Asteroid, we’ve long been told, started tiny in our protoplanetary disk and only very gradually became more massive through a process of accretion. They collected dust from the gas cloud that surrounded our new star, and then grew larger through collisions with other growing asteroids.

But in recent years, a new school of thought has proposed a different scenario: that large clumps of dust and pebbles in the disk could experience gravitational collapse, a binding together of concentrated disk material.

This process would produce a large asteroid (which is sometimes called a planetesimal) relatively quickly, without that long process of accretion. This theory would solve some of the known problems with the gradual accretion method, though it brings some problems of its own.
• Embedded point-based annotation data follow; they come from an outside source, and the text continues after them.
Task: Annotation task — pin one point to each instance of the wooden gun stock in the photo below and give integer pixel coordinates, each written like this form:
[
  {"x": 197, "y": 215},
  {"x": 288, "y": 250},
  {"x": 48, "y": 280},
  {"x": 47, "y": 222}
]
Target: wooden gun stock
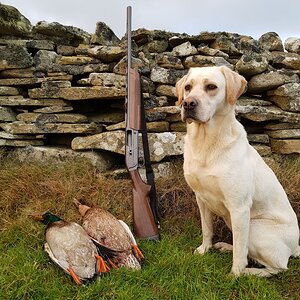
[{"x": 143, "y": 221}]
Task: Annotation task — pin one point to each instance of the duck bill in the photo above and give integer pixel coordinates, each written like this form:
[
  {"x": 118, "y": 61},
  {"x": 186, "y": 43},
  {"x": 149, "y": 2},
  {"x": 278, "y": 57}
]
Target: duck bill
[{"x": 36, "y": 217}]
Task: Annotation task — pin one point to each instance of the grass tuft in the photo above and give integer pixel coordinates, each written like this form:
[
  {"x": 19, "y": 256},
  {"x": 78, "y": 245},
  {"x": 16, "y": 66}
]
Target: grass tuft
[{"x": 170, "y": 270}]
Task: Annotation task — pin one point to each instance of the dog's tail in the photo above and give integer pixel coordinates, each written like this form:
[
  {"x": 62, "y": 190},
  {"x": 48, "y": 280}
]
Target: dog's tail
[{"x": 297, "y": 252}]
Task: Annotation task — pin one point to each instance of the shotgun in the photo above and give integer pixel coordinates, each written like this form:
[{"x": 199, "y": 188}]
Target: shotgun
[{"x": 145, "y": 216}]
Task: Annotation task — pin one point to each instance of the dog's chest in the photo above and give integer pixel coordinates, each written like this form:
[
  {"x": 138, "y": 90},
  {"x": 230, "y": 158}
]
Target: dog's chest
[{"x": 206, "y": 185}]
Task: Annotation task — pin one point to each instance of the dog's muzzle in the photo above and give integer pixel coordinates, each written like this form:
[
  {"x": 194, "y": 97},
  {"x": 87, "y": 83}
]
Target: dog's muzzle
[
  {"x": 189, "y": 104},
  {"x": 189, "y": 110}
]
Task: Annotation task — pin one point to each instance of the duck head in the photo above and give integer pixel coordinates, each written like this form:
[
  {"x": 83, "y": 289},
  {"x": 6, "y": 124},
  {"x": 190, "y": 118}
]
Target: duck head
[{"x": 47, "y": 218}]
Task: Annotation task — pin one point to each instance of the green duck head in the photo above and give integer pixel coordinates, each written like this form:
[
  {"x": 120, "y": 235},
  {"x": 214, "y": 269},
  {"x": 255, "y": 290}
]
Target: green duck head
[{"x": 47, "y": 218}]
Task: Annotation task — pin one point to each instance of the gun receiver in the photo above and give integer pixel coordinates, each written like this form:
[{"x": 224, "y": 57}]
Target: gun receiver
[{"x": 144, "y": 224}]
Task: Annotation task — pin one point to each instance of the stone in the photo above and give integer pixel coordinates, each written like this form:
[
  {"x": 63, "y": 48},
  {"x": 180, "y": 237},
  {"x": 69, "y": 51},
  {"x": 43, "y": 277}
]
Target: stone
[
  {"x": 58, "y": 76},
  {"x": 104, "y": 35},
  {"x": 51, "y": 118},
  {"x": 160, "y": 126},
  {"x": 286, "y": 60},
  {"x": 14, "y": 57},
  {"x": 271, "y": 41},
  {"x": 75, "y": 60},
  {"x": 18, "y": 73},
  {"x": 270, "y": 80},
  {"x": 55, "y": 84},
  {"x": 167, "y": 60},
  {"x": 40, "y": 45},
  {"x": 53, "y": 109},
  {"x": 156, "y": 46},
  {"x": 21, "y": 81},
  {"x": 56, "y": 29},
  {"x": 173, "y": 110},
  {"x": 251, "y": 64},
  {"x": 178, "y": 39},
  {"x": 120, "y": 67},
  {"x": 205, "y": 61},
  {"x": 117, "y": 126},
  {"x": 19, "y": 127},
  {"x": 284, "y": 133},
  {"x": 161, "y": 101},
  {"x": 109, "y": 116},
  {"x": 24, "y": 102},
  {"x": 252, "y": 101},
  {"x": 262, "y": 150},
  {"x": 78, "y": 93},
  {"x": 9, "y": 91},
  {"x": 161, "y": 144},
  {"x": 103, "y": 161},
  {"x": 279, "y": 126},
  {"x": 224, "y": 44},
  {"x": 65, "y": 50},
  {"x": 7, "y": 114},
  {"x": 110, "y": 141},
  {"x": 107, "y": 54},
  {"x": 20, "y": 143},
  {"x": 81, "y": 69},
  {"x": 287, "y": 96},
  {"x": 143, "y": 36},
  {"x": 285, "y": 146},
  {"x": 166, "y": 76},
  {"x": 185, "y": 49},
  {"x": 105, "y": 79},
  {"x": 44, "y": 60},
  {"x": 292, "y": 44},
  {"x": 178, "y": 126},
  {"x": 166, "y": 90},
  {"x": 12, "y": 22},
  {"x": 9, "y": 136},
  {"x": 258, "y": 138},
  {"x": 266, "y": 113},
  {"x": 207, "y": 51}
]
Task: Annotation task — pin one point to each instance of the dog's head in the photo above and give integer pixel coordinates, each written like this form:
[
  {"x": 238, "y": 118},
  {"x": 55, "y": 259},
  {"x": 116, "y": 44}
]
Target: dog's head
[{"x": 208, "y": 90}]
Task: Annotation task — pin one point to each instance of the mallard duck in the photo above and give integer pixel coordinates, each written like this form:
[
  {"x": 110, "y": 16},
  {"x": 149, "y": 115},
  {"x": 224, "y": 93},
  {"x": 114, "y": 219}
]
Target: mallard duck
[
  {"x": 70, "y": 247},
  {"x": 113, "y": 236}
]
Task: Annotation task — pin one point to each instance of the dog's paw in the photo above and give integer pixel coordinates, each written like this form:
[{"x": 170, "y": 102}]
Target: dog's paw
[
  {"x": 202, "y": 249},
  {"x": 223, "y": 246}
]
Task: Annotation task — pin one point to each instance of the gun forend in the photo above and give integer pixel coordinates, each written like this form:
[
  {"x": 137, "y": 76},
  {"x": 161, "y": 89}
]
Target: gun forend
[{"x": 134, "y": 100}]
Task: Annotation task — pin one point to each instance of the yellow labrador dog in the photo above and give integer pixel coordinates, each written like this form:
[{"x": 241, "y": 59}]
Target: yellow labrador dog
[{"x": 230, "y": 179}]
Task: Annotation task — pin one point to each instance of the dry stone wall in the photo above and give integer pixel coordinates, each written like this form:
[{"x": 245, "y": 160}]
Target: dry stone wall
[{"x": 62, "y": 89}]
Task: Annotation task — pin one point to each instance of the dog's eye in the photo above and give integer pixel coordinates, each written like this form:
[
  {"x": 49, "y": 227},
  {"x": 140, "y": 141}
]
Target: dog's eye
[
  {"x": 211, "y": 87},
  {"x": 188, "y": 87}
]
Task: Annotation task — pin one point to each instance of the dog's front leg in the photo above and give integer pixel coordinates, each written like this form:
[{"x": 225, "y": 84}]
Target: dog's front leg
[
  {"x": 207, "y": 228},
  {"x": 240, "y": 222}
]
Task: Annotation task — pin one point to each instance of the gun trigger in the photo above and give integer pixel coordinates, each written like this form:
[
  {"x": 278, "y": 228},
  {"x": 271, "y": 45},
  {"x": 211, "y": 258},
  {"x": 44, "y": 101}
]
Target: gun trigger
[{"x": 141, "y": 162}]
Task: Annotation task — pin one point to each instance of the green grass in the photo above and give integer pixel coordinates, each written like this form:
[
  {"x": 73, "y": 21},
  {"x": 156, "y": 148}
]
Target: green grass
[{"x": 170, "y": 269}]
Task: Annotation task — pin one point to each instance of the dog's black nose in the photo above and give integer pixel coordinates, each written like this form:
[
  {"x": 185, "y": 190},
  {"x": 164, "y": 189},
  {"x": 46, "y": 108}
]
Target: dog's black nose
[{"x": 189, "y": 104}]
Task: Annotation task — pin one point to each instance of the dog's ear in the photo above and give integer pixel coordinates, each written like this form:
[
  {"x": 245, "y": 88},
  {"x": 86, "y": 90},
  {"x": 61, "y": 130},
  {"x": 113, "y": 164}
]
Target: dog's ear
[
  {"x": 180, "y": 89},
  {"x": 235, "y": 85}
]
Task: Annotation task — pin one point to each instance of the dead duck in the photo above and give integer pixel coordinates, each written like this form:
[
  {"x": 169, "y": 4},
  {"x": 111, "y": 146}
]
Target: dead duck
[
  {"x": 69, "y": 246},
  {"x": 113, "y": 236}
]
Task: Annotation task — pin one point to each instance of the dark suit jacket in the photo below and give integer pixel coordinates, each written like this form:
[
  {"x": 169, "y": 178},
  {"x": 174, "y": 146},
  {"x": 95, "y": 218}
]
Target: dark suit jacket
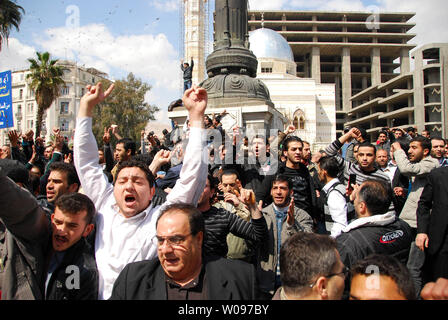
[
  {"x": 434, "y": 196},
  {"x": 225, "y": 280},
  {"x": 400, "y": 180}
]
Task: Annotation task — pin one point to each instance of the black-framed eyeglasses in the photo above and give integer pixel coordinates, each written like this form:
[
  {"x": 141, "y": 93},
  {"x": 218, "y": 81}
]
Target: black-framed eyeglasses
[
  {"x": 171, "y": 241},
  {"x": 344, "y": 273}
]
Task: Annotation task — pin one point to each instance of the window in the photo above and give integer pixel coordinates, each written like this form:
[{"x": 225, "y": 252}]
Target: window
[
  {"x": 64, "y": 125},
  {"x": 302, "y": 123},
  {"x": 65, "y": 91},
  {"x": 64, "y": 107}
]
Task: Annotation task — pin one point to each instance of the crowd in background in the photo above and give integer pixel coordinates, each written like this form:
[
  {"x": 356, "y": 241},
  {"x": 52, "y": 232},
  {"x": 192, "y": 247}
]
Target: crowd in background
[{"x": 280, "y": 221}]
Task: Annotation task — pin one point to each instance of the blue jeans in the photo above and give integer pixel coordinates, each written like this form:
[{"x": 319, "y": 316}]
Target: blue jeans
[{"x": 187, "y": 85}]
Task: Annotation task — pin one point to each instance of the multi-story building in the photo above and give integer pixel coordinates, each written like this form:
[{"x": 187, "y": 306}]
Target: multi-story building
[
  {"x": 62, "y": 113},
  {"x": 416, "y": 98},
  {"x": 353, "y": 50}
]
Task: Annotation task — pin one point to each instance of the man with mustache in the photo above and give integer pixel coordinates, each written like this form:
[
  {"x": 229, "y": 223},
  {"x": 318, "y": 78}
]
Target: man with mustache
[
  {"x": 42, "y": 260},
  {"x": 126, "y": 219}
]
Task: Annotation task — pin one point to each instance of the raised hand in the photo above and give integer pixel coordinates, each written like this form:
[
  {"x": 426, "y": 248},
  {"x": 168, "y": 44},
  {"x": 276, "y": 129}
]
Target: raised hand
[
  {"x": 13, "y": 138},
  {"x": 68, "y": 158},
  {"x": 290, "y": 219},
  {"x": 93, "y": 96},
  {"x": 163, "y": 157},
  {"x": 422, "y": 241},
  {"x": 290, "y": 129},
  {"x": 231, "y": 198},
  {"x": 58, "y": 142},
  {"x": 106, "y": 135},
  {"x": 195, "y": 101}
]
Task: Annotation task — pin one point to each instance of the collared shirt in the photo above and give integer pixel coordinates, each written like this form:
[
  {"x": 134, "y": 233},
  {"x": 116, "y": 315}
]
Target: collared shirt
[
  {"x": 337, "y": 206},
  {"x": 390, "y": 170},
  {"x": 120, "y": 240},
  {"x": 280, "y": 215},
  {"x": 194, "y": 290}
]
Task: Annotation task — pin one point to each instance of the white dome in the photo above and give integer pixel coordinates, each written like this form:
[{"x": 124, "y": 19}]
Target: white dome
[{"x": 266, "y": 43}]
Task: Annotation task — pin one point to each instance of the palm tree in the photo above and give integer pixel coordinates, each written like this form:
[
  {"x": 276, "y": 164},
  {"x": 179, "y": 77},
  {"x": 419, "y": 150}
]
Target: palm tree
[
  {"x": 45, "y": 80},
  {"x": 10, "y": 16}
]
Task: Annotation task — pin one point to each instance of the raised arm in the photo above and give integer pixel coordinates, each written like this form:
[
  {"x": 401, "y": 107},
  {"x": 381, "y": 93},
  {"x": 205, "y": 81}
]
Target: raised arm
[
  {"x": 85, "y": 148},
  {"x": 20, "y": 213},
  {"x": 193, "y": 175}
]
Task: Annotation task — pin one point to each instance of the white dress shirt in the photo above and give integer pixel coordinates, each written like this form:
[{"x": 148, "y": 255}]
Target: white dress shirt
[
  {"x": 121, "y": 240},
  {"x": 337, "y": 205}
]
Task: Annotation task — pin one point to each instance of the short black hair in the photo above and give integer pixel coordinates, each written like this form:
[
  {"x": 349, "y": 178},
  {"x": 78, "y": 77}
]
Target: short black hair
[
  {"x": 68, "y": 169},
  {"x": 367, "y": 144},
  {"x": 377, "y": 195},
  {"x": 290, "y": 139},
  {"x": 195, "y": 217},
  {"x": 282, "y": 178},
  {"x": 388, "y": 266},
  {"x": 438, "y": 138},
  {"x": 228, "y": 172},
  {"x": 363, "y": 132},
  {"x": 303, "y": 257},
  {"x": 74, "y": 203},
  {"x": 404, "y": 143},
  {"x": 16, "y": 171},
  {"x": 425, "y": 143},
  {"x": 128, "y": 144},
  {"x": 137, "y": 164},
  {"x": 331, "y": 165}
]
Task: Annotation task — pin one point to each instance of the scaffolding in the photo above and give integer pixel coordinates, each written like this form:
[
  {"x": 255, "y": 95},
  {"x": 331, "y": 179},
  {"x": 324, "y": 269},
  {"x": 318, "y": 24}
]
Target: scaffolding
[{"x": 194, "y": 35}]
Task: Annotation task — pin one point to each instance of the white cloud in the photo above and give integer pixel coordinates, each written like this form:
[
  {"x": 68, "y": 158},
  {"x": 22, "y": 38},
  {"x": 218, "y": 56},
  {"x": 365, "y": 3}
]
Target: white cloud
[
  {"x": 150, "y": 57},
  {"x": 14, "y": 55},
  {"x": 165, "y": 5}
]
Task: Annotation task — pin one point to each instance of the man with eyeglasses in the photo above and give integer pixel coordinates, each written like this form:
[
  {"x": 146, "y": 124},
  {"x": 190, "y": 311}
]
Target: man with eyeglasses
[
  {"x": 375, "y": 229},
  {"x": 311, "y": 269},
  {"x": 181, "y": 272}
]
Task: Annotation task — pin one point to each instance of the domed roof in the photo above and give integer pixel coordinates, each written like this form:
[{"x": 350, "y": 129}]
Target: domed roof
[{"x": 266, "y": 43}]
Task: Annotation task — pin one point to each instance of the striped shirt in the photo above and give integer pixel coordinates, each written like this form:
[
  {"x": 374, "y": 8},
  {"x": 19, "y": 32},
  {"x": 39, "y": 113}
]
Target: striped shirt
[
  {"x": 354, "y": 168},
  {"x": 220, "y": 222}
]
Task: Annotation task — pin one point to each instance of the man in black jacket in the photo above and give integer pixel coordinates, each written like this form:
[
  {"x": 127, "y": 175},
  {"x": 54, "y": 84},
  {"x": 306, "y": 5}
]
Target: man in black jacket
[
  {"x": 43, "y": 260},
  {"x": 187, "y": 69},
  {"x": 297, "y": 172},
  {"x": 376, "y": 230},
  {"x": 181, "y": 272},
  {"x": 432, "y": 224}
]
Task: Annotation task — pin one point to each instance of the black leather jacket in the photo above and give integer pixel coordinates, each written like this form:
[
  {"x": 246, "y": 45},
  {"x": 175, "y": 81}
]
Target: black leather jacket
[{"x": 76, "y": 278}]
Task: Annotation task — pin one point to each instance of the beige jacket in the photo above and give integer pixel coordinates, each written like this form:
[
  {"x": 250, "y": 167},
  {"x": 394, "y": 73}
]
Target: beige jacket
[
  {"x": 267, "y": 252},
  {"x": 417, "y": 173}
]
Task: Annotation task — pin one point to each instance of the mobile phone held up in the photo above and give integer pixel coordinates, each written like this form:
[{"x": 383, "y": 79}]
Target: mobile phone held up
[{"x": 351, "y": 181}]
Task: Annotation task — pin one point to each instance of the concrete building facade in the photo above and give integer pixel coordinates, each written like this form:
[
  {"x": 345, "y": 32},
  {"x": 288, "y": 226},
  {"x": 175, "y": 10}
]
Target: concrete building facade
[
  {"x": 63, "y": 111},
  {"x": 195, "y": 33},
  {"x": 307, "y": 104},
  {"x": 417, "y": 98},
  {"x": 353, "y": 50}
]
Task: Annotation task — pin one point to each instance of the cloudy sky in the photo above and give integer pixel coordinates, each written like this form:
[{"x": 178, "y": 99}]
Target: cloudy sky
[{"x": 142, "y": 36}]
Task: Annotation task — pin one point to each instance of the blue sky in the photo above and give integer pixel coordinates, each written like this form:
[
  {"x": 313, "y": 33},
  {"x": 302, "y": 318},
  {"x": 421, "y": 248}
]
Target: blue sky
[{"x": 142, "y": 36}]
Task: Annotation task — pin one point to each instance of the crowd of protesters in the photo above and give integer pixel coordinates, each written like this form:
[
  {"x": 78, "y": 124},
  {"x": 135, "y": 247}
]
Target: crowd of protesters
[{"x": 203, "y": 213}]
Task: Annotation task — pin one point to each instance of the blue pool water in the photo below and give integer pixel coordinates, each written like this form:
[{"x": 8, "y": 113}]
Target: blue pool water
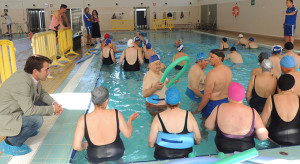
[{"x": 126, "y": 88}]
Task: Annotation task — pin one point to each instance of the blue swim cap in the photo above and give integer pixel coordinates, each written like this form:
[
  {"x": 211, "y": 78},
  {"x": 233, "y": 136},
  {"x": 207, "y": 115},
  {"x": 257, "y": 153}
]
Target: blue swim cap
[
  {"x": 201, "y": 56},
  {"x": 136, "y": 39},
  {"x": 107, "y": 41},
  {"x": 172, "y": 96},
  {"x": 288, "y": 62},
  {"x": 148, "y": 46},
  {"x": 153, "y": 58}
]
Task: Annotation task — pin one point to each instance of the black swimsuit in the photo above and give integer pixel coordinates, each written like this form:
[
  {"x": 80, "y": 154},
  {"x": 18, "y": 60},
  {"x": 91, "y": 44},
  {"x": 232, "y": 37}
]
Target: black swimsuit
[
  {"x": 109, "y": 152},
  {"x": 256, "y": 101},
  {"x": 108, "y": 60},
  {"x": 168, "y": 153},
  {"x": 228, "y": 143},
  {"x": 135, "y": 66},
  {"x": 282, "y": 132}
]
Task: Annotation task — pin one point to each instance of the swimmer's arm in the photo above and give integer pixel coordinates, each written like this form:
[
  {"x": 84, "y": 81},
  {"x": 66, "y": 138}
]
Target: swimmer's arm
[
  {"x": 266, "y": 113},
  {"x": 78, "y": 136},
  {"x": 261, "y": 132},
  {"x": 122, "y": 58},
  {"x": 196, "y": 130},
  {"x": 153, "y": 132},
  {"x": 249, "y": 90},
  {"x": 210, "y": 122}
]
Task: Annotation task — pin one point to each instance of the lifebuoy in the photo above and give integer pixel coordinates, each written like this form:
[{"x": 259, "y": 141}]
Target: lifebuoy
[{"x": 235, "y": 11}]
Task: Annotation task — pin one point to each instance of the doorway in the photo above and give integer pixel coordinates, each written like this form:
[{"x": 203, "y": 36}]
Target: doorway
[
  {"x": 36, "y": 20},
  {"x": 141, "y": 17}
]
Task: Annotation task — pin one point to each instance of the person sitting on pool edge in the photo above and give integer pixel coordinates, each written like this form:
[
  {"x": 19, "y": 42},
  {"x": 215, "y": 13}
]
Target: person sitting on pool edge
[
  {"x": 261, "y": 57},
  {"x": 132, "y": 58},
  {"x": 107, "y": 53},
  {"x": 232, "y": 120},
  {"x": 224, "y": 45},
  {"x": 179, "y": 54},
  {"x": 282, "y": 111},
  {"x": 177, "y": 123},
  {"x": 216, "y": 85},
  {"x": 261, "y": 86},
  {"x": 148, "y": 52},
  {"x": 242, "y": 41},
  {"x": 196, "y": 78},
  {"x": 234, "y": 56},
  {"x": 251, "y": 44},
  {"x": 102, "y": 128},
  {"x": 288, "y": 66},
  {"x": 153, "y": 87}
]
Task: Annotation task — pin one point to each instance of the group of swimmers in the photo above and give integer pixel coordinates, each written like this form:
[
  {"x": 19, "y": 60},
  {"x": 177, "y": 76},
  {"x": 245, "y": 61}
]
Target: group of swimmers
[{"x": 220, "y": 102}]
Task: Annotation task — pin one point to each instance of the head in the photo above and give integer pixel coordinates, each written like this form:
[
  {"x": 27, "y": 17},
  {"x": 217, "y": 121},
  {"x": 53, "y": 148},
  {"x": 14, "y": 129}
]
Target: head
[
  {"x": 202, "y": 60},
  {"x": 287, "y": 64},
  {"x": 180, "y": 48},
  {"x": 63, "y": 8},
  {"x": 154, "y": 63},
  {"x": 172, "y": 98},
  {"x": 267, "y": 65},
  {"x": 276, "y": 50},
  {"x": 108, "y": 42},
  {"x": 137, "y": 40},
  {"x": 38, "y": 67},
  {"x": 106, "y": 36},
  {"x": 130, "y": 43},
  {"x": 148, "y": 46},
  {"x": 289, "y": 3},
  {"x": 216, "y": 56},
  {"x": 100, "y": 97},
  {"x": 232, "y": 49},
  {"x": 286, "y": 82},
  {"x": 86, "y": 10},
  {"x": 95, "y": 12},
  {"x": 224, "y": 39},
  {"x": 289, "y": 46},
  {"x": 262, "y": 56},
  {"x": 236, "y": 92}
]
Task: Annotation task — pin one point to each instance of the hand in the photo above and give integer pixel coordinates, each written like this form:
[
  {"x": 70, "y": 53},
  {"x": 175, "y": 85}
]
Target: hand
[
  {"x": 134, "y": 116},
  {"x": 84, "y": 145},
  {"x": 159, "y": 85}
]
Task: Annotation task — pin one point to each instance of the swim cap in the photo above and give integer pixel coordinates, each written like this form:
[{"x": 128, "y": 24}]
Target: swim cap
[
  {"x": 267, "y": 65},
  {"x": 262, "y": 56},
  {"x": 180, "y": 47},
  {"x": 99, "y": 95},
  {"x": 286, "y": 82},
  {"x": 289, "y": 46},
  {"x": 276, "y": 49},
  {"x": 172, "y": 96},
  {"x": 201, "y": 56},
  {"x": 288, "y": 62},
  {"x": 130, "y": 43},
  {"x": 148, "y": 46},
  {"x": 107, "y": 41},
  {"x": 232, "y": 49},
  {"x": 154, "y": 58},
  {"x": 106, "y": 36},
  {"x": 136, "y": 39},
  {"x": 236, "y": 91}
]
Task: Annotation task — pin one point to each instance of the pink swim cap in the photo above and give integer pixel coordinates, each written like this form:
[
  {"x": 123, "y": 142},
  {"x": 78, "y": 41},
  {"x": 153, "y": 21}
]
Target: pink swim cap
[{"x": 236, "y": 91}]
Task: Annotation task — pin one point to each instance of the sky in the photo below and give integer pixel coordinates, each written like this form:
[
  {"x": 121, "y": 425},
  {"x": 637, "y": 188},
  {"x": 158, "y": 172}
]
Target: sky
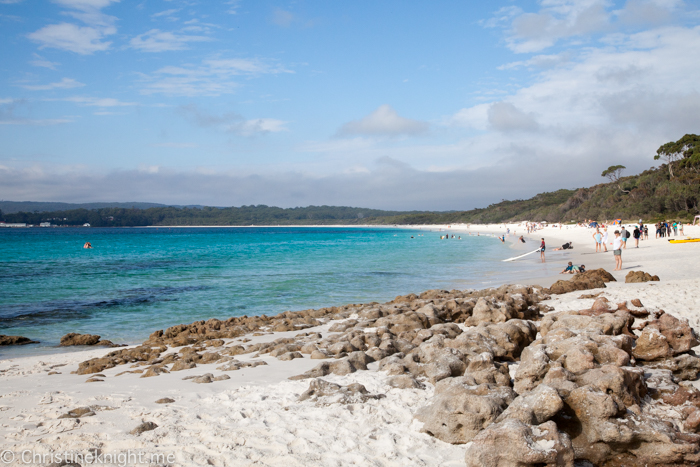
[{"x": 444, "y": 105}]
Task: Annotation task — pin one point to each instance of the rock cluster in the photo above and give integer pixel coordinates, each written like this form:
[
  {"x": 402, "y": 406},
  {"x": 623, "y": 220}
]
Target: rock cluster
[
  {"x": 640, "y": 276},
  {"x": 515, "y": 383},
  {"x": 15, "y": 340},
  {"x": 593, "y": 279},
  {"x": 84, "y": 339}
]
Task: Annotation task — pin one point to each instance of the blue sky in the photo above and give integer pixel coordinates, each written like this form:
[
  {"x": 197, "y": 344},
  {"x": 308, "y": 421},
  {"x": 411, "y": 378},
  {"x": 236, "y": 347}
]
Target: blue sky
[{"x": 393, "y": 104}]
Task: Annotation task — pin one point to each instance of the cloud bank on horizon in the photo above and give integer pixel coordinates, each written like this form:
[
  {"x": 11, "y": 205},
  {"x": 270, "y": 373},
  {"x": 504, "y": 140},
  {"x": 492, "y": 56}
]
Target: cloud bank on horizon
[{"x": 390, "y": 105}]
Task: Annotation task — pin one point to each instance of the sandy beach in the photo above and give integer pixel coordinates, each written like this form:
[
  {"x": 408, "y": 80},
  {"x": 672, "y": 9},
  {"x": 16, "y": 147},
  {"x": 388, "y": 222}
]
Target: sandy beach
[{"x": 254, "y": 416}]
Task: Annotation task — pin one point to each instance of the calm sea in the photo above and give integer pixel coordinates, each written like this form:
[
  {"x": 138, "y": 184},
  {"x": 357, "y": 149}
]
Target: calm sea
[{"x": 138, "y": 280}]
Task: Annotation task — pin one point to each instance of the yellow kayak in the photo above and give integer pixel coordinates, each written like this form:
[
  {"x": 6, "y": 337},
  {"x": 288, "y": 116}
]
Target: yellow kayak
[{"x": 687, "y": 240}]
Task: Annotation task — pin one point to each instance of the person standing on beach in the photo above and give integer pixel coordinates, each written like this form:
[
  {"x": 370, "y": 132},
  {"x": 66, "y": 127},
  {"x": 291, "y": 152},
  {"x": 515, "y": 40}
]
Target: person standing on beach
[
  {"x": 598, "y": 237},
  {"x": 617, "y": 251},
  {"x": 604, "y": 240},
  {"x": 542, "y": 247}
]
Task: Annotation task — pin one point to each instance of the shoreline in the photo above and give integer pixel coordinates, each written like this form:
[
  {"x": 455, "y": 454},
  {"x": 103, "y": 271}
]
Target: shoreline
[{"x": 257, "y": 415}]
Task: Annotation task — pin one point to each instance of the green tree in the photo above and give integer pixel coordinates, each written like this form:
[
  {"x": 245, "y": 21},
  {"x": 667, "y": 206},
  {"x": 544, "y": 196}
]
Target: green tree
[
  {"x": 613, "y": 173},
  {"x": 686, "y": 150}
]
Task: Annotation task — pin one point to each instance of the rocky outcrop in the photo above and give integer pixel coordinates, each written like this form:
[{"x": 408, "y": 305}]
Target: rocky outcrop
[
  {"x": 517, "y": 384},
  {"x": 512, "y": 443},
  {"x": 15, "y": 340},
  {"x": 593, "y": 279},
  {"x": 84, "y": 339},
  {"x": 640, "y": 276}
]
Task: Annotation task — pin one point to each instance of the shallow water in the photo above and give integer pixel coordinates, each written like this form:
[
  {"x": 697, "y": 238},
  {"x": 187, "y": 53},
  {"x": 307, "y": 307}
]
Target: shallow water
[{"x": 137, "y": 280}]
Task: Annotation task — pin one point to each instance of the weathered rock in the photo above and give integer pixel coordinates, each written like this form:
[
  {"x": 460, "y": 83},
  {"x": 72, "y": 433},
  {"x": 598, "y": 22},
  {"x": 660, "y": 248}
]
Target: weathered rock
[
  {"x": 290, "y": 356},
  {"x": 15, "y": 340},
  {"x": 404, "y": 382},
  {"x": 457, "y": 412},
  {"x": 593, "y": 279},
  {"x": 79, "y": 412},
  {"x": 353, "y": 393},
  {"x": 79, "y": 339},
  {"x": 512, "y": 443},
  {"x": 652, "y": 345},
  {"x": 640, "y": 276},
  {"x": 154, "y": 371},
  {"x": 236, "y": 365},
  {"x": 183, "y": 365},
  {"x": 535, "y": 407},
  {"x": 685, "y": 367},
  {"x": 145, "y": 426}
]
Now research just published in the journal Science offers some potentially important support to the gravitational collapse model, while also describing the computational detection of a primordial family of asteroids some 4 billion years old.

Led by Marco Delbo’, an astrophysicist at the University of the Côte d’Azur in Nice, France, the scientists have identified a previously unknown family of darkly colored asteroids that is “the oldest known family in the main belt,” their study concluded.

The family was identified and grouped together by the unusual darkness (low albedo) of its asteroids’ reflective powers, a signature that the object has a high concentrations of carbon-based organic compounds. This family of asteroids was also less extensively heated — having formed when the sun radiated less energy — and contains more water, making them potential goldmines for understanding the makeup and processes of the early solar system.